Literary and Historical Notes:

It's the birthday of playwright and screenwriter David Rabe, born in Dubuque, Iowa (1940). He's the author of a trilogy of books about Vietnam: The Basic Training of Pavlo Hummel (1969), Sticks and Bones (1972), and Streamers (1975).


It's the birthday of jazz cornetist Bix Beiderbecke, born in Davenport, Iowa (1903). He was the first white jazz celebrity. He played the piano and cornet at a young age, but he didn't hear any jazz until he was a teenager, when he got his hands on a record by a New Orleans group called the Original Dixieland Jazz Band. He learned by copying the leader's cornet lines note for note. He never really learned to read music, and for eight years he played left-handed. After he was expelled from high school for skipping too many classes, he worked gigs around Chicago and on boats on Lake Michigan. He joined up with a band called the Wolverines in 1923. They toured from the Midwest to New York and performed on Beiderbecke's first records. He was an alcoholic and died early, at age twenty-eight, during an alcoholic seizure. Eddie Condon once said, "With the aid of booze he drove away all other things--food, sleep, women, ambition, vanity, desire. He played the piano and the cornet, that was all."

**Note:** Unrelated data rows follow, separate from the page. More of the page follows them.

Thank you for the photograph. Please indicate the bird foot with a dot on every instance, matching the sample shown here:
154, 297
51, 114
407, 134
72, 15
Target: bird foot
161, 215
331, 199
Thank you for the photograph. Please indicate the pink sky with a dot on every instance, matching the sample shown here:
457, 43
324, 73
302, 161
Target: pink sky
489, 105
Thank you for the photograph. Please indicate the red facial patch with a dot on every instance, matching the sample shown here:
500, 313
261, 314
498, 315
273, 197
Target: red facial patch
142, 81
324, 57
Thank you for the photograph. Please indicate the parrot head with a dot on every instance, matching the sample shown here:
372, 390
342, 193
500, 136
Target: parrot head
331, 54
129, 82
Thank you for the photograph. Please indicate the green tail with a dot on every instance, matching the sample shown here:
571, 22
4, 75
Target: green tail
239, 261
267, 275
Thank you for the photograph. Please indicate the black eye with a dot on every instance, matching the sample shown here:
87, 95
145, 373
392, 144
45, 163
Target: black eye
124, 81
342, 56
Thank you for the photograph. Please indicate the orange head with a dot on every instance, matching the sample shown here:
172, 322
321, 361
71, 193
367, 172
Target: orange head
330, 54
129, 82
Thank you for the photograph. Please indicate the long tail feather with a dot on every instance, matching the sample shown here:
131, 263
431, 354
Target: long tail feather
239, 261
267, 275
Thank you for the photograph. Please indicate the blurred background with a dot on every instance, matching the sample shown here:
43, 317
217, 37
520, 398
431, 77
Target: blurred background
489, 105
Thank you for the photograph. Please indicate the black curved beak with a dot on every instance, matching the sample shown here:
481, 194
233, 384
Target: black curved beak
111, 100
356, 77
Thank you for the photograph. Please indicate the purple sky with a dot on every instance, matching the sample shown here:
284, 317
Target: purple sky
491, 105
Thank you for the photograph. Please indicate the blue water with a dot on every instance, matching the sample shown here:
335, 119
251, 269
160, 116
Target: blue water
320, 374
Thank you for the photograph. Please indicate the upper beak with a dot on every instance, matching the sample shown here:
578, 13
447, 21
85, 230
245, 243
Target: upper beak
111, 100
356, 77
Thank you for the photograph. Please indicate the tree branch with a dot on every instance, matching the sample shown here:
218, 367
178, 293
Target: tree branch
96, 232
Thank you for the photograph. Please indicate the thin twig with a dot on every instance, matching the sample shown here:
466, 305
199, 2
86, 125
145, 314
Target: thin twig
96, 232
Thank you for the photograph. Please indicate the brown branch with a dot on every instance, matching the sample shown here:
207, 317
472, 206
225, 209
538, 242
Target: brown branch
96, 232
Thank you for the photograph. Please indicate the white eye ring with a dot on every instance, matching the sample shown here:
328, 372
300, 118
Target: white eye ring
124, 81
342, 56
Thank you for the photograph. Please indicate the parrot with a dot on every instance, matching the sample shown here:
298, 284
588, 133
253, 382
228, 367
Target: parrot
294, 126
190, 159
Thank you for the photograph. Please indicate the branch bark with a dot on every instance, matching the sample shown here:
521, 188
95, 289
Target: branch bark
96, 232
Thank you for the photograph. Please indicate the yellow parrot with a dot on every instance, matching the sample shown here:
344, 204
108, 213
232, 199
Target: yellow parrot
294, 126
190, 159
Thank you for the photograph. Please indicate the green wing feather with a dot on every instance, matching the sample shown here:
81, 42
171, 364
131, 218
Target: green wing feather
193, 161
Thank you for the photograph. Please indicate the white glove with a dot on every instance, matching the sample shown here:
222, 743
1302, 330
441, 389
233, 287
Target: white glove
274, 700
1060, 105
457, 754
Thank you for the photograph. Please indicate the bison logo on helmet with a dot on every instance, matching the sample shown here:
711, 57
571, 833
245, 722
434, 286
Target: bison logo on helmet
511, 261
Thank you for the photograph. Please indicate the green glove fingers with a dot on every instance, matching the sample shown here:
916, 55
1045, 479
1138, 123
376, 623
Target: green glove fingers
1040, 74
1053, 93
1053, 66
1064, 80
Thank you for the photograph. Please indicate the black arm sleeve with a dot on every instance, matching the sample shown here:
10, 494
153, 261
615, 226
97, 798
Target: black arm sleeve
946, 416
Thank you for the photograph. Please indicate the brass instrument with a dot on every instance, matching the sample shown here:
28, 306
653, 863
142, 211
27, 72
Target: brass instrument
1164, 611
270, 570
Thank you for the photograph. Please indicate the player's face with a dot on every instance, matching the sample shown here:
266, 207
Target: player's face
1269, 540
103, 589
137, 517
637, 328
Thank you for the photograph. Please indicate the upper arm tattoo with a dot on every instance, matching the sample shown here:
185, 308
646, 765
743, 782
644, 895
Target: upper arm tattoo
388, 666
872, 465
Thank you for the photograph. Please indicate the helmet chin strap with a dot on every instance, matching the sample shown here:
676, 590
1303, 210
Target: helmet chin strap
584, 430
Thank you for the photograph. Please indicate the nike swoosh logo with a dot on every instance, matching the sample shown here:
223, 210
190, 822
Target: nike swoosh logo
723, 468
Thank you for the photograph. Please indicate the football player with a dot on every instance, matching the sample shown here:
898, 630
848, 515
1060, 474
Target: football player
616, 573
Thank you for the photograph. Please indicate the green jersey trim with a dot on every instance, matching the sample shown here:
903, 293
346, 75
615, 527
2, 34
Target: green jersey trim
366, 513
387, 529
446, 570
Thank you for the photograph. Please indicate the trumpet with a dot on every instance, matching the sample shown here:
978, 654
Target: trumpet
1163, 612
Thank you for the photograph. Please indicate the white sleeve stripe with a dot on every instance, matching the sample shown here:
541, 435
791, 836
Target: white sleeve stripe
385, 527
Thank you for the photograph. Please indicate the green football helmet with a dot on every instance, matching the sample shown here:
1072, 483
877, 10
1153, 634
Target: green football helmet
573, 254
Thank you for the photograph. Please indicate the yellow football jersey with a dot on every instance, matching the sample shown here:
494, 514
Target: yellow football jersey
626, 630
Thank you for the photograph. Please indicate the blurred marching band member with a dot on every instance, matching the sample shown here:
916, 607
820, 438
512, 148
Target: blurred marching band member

Zelda Fitzgerald died on this day in 1948. In 1930 she suffered a mental breakdown, and mental illness kept her in and out of hospitals for the rest of her life. She died in a fire at the Highland Hospital outside Asheville, North Carolina. She was trapped on the top floor with six other patients; the doors were locked, the windows were chained, and the wooden fire escapes burned. The day before she died she wrote to her daughter, Scottie: "Today there is promise of spring in the air and an aura of sunshine over the mountains."

Zelda Fitzgerald once said, "I wish I could write a beautiful book to break those hearts that are soon to cease to exist: a book of faith and small neat worlds and of people who live by the philosophies of popular songs."